SARB’s enforcement toolkit is narrowed and accordingly future forfeiture applications premised solely on crypto dealings will face the same definitional hurdle. Crypto‑asset service providers remain subject to Financial Sector Conduct Authority (“the FSCA”) licensing and Financial Advisory and Intermediary Services Act 37 of 2002 compliance, but not to exchange‑control reporting.

Recommended Action Points

Corporates moving value offshore via crypto‑assets should nonetheless maintain robust anti‑money‑laundering and sanctions‑screening processes, mindful that other statutes, including the Financial Intelligence Centre Act 38 of 2001 and the Prevention of Organised Crime Act 121 of 1998, continue to apply. Authorised Dealers should also revisit their internal policies.
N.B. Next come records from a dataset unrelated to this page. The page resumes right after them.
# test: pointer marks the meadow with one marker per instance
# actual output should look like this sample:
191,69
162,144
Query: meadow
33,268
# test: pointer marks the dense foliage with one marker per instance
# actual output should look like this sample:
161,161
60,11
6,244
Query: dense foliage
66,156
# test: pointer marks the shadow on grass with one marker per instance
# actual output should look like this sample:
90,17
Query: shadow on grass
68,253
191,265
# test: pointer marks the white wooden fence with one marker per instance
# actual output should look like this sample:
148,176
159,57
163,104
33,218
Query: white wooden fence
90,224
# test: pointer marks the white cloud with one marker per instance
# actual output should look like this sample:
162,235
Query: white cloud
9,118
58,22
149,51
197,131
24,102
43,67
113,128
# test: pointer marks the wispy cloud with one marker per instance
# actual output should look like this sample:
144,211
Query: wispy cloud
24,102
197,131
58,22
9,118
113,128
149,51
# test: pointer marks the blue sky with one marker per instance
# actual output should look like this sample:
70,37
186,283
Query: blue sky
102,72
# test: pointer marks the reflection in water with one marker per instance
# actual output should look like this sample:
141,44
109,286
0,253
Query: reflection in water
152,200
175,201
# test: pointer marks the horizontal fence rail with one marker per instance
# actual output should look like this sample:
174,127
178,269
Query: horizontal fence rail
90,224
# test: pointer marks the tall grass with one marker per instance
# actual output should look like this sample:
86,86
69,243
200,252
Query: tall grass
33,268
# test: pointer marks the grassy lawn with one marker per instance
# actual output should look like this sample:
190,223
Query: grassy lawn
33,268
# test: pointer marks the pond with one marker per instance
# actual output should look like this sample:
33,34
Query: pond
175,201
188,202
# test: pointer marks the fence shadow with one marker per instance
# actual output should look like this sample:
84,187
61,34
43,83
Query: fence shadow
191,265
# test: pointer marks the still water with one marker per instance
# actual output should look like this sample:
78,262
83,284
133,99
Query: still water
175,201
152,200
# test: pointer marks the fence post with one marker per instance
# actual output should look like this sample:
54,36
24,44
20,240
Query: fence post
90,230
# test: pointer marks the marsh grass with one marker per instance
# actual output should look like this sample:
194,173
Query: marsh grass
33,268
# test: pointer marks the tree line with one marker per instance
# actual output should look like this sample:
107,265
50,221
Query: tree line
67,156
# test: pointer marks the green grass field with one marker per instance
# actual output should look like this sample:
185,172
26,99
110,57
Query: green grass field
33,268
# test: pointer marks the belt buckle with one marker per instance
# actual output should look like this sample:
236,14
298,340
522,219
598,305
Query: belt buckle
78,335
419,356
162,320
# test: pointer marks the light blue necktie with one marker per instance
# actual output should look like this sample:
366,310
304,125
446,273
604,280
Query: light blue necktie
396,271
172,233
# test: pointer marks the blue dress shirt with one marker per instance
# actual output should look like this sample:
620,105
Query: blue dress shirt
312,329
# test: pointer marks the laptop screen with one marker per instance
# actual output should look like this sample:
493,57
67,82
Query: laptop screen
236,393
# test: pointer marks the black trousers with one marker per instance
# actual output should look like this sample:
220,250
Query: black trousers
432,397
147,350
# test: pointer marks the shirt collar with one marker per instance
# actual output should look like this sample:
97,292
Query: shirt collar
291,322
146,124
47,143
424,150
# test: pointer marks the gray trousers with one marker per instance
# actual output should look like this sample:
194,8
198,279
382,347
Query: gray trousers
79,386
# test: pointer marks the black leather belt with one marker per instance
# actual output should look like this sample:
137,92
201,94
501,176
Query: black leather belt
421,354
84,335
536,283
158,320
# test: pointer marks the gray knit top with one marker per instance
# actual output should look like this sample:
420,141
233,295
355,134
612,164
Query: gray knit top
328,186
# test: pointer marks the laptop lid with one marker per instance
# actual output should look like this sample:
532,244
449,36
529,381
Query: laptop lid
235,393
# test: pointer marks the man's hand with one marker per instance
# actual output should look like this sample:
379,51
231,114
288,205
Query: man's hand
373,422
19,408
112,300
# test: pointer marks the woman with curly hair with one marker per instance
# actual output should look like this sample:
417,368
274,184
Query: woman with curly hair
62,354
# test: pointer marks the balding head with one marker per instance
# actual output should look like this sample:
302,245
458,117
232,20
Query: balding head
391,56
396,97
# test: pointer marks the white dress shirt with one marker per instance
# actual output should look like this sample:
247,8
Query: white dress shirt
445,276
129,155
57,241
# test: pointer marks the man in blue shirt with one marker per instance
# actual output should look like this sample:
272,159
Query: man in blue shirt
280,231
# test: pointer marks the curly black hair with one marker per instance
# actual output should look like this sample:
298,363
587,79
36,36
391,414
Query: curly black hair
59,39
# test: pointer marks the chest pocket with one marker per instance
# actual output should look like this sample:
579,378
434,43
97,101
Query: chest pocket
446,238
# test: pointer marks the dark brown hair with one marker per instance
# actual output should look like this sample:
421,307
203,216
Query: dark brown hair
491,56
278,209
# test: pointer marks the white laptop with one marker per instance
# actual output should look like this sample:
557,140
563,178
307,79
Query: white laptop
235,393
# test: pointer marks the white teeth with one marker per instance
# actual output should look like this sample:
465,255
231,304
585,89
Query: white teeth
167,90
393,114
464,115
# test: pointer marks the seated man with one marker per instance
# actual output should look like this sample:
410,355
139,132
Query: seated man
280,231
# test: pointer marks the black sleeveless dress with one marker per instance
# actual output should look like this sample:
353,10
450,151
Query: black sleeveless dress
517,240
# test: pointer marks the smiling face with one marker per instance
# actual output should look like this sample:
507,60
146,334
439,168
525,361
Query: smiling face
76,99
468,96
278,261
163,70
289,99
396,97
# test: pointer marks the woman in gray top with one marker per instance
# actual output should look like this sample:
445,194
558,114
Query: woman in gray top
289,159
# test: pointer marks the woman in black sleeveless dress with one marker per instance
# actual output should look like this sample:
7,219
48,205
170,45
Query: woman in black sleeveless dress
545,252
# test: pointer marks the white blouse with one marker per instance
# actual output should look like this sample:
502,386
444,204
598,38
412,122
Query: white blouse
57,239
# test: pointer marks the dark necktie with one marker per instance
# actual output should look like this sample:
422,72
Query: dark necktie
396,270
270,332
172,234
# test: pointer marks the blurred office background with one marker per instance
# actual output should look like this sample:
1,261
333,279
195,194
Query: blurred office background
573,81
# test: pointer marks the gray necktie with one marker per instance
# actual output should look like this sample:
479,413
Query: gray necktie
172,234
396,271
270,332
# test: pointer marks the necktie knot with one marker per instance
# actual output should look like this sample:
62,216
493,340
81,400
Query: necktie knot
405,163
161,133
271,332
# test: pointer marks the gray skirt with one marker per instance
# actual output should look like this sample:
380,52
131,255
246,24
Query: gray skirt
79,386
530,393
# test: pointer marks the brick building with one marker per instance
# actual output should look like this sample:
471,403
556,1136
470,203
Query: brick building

While FinSurv circulars currently state that crypto transfers cannot be approved under exchange‑control rules, transactional monitoring should track rand‑to‑crypto conversions to manage reputational and Anti-Money Laundering risk. Lenders taking security over cash deposits should document pledge and cession arrangements meticulously and register ancillary security where appropriate, to ensure the ‘bona fide purchaser’ defence is available. Entities engaged in initial‑coin offerings, tokenisation or cross‑border crypto settlements should consider voluntary disclosure to FinSurv until legislative clarity emerges.

Anticipated Regulatory Developments

National Treasury has already flagged comprehensive exchange‑control reform in Annexure E to the 2025 Budget Review and is expected to consult on draft amendments that would bring crypto‑assets expressly within Regulations 3 and 10 of the EC Regulations. SARB, the FSCA, and the Prudential Authority continue to collaborate through the Inter‑Governmental Fintech Working Group, whose 2021 Crypto‑Asset Position Paper envisaged phased regulation of cross‑border use‑cases. An appeal to the Supreme Court of Appeal remains a live possibility as SARB may seek clarity to avoid divergent provincial precedents. Market participants should monitor the court roll and SARB media releases.

Concluding Remarks

The judgment is a landmark in South African commercial law, underscoring the need for statutory modernisation in the face of digital‑asset innovation. Until reform occurs, corporates can draw comfort that ordinary crypto dealings do not, per se, offend exchange‑control rules, but should remain alive to broader regulatory and contractual risks.

When dealing with issues of this nature, specialised legal advice should be taken to ensure that the issues are carefully navigated and that risks are mitigated.